Sherry Qin, Greater China internet and software analyst:
“While it’s natural for savvy investors to be cautious about sharp share price movement, I see real efficiency improvement and new consumer value creation in long-term. This implies AI application is likely to take off in China and China may even move faster than US on applications/ IOTs, given its lower inference cost (around 5% of that in the US) and strong domestic manufacturing supply chain. This could underpin an acceleration in software development. A good example is Kingdee, a domestic ERP (Enterprise Resource Planning) software leader which has been gaining shares from SAP and Oracle. They have already developed new products with more AI features to enhance efficiency and user experience. Elsewhere, the recent rally in Alibaba boosted by its cloud business also signalled strong prospects for cloud platforms in China. The overlooked segment has been struggling with slow growth, fierce competition and subdued margin for some time.
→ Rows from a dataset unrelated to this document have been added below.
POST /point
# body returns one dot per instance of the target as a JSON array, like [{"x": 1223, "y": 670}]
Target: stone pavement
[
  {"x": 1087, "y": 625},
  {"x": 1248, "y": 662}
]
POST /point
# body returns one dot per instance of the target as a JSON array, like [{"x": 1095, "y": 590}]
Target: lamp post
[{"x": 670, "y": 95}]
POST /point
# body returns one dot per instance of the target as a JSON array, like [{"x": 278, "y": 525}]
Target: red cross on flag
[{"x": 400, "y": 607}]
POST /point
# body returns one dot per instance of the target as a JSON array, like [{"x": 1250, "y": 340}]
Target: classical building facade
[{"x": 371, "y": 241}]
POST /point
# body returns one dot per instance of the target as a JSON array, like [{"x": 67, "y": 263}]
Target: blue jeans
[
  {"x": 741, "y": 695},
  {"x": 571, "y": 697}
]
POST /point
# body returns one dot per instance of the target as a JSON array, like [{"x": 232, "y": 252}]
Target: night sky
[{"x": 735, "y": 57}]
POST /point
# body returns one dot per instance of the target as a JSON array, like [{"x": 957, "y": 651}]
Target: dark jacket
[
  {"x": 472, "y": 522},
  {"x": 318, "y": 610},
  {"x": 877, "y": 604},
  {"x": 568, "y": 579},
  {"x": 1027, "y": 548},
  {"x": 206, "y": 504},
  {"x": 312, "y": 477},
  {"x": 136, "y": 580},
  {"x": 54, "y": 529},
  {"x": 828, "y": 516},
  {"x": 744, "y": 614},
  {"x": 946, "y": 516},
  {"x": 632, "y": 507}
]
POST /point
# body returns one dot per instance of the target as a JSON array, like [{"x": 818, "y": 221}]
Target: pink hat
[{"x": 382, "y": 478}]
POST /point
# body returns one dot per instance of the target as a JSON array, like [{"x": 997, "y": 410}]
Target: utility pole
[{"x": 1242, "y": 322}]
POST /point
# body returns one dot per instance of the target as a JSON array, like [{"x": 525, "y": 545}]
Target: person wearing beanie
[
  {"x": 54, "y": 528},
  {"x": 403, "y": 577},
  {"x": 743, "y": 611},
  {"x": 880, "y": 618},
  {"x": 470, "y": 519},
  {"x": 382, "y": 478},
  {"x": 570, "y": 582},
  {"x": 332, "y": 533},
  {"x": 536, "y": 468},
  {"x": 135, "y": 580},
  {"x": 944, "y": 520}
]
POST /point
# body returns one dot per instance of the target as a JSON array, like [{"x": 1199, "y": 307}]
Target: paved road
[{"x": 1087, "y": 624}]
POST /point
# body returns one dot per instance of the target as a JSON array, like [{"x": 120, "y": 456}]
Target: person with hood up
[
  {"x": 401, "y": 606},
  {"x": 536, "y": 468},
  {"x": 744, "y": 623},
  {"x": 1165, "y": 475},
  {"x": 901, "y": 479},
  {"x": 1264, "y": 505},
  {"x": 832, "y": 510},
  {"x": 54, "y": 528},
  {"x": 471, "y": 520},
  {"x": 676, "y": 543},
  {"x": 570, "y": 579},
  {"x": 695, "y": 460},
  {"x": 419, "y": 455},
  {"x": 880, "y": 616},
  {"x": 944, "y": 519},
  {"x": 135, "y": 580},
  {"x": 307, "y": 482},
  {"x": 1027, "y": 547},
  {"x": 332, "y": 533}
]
Now a surge in cloud services demand, combined with accelerated cost reduction could unlock potentials in cloud business.”
Broadly speaking, AI involves fast-moving progress, it’s still too early to say which participants will capture future revenue streams, but it is clear that the race for AI leadership is no longer just about who owns the best chips, it’s about who can put them into best use. This provides good conditions for bottom-up stock pickers to distinguish winners from the rest, among sectors and companies.